Think of a CDN as another type of cache that aims to decrease the time the user expects for some resource, usually images, styles, fonts and scripts, but not limited to these.
In general, resources that stay in a CDN (or any other cache) must be static, that is, they do not change, at least for a period of time.
A website or web system may have several cache levels. Let’s see some:
Serving static content
Suppose you have a Wordpress blog or some system that generates pages dynamically according to the URL and parameters. Suppose because the content is great, your blog is taking 10 seconds to load a page.
The first thing you can do is prevent it from being necessary to generate the page again with each request. The effort to do this depends on the type of content.
If parts of the site, such as advertisements, vary with each request, you can isolate this by carrying this content asynchronously or by placing it in a iframe
. The rest of the page can be stored in memory or on disk files.
A simple strategy to do this is to use a proxy such as Varnish. Basically it is between the user and the server. In the first request to a resource, it asks the server to generate that page, as if it were a normal access. It then saves the received content from the server and returns it to the client. In other requests to the same resource, it simply returns what was saved before.

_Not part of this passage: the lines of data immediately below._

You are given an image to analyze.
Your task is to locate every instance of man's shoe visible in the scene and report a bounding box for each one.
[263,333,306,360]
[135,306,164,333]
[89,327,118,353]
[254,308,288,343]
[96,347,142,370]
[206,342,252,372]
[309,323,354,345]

This mechanism allows to increase in several orders of magnitude the load that a server supports. It primarily attacks server processing time, which in this case would include running hundreds of PHP scripts and dozens of database accesses.
Avoiding frequent access to the database
Continuing in the example of the blog, the problem is that in the first access to a page, the user still takes 10 seconds to see the result.
One of the common causes for the delay of generating a page on a web system is that it always needs to load all the information from the database again.
The first recommendation to resolve this is to avoid reading the same information more than once from the bank. A side effect of modularization of systems is that often different classes or scripts request the same information several times and this goes to the database.
The way to solve this is to create a request cache type, where already read information is reused until the end of the request.
The second thing you can do is extend the request cache to be reused between requests in the case of information that changes little. For example, on a system that handles image galleries, categories tend not to change as often, so you can cache the category list and invalidate the cache only when the user or administrator makes changes.
Database item caching is usually done in memory and, depending on the distribution scale, you can use a distributed cache.
This approach decreases the server processing time to generate an output.
Avoiding unnecessary requests
In the two previous approaches, we tried to decrease the server response time to the maximum, in the first request and also in the subsequent requests.
However, latency to the server can be a big problem if there are still many resources loaded on a page.
Packaging resources efficiently
If you have many scripts and styles, consider minifying them and grouping them into larger files. Small images can also be grouped into a larger image in sprites displayed with specific CSS styles.
Most browsers limit competing downloads to no more than half a dozen, so if you have for example Suns 15 scripts, 10 styles and 30 more images, all this will be lined up and downloaded in cascade.
However, if you join each resource type into larger files, it will decrease the total download time.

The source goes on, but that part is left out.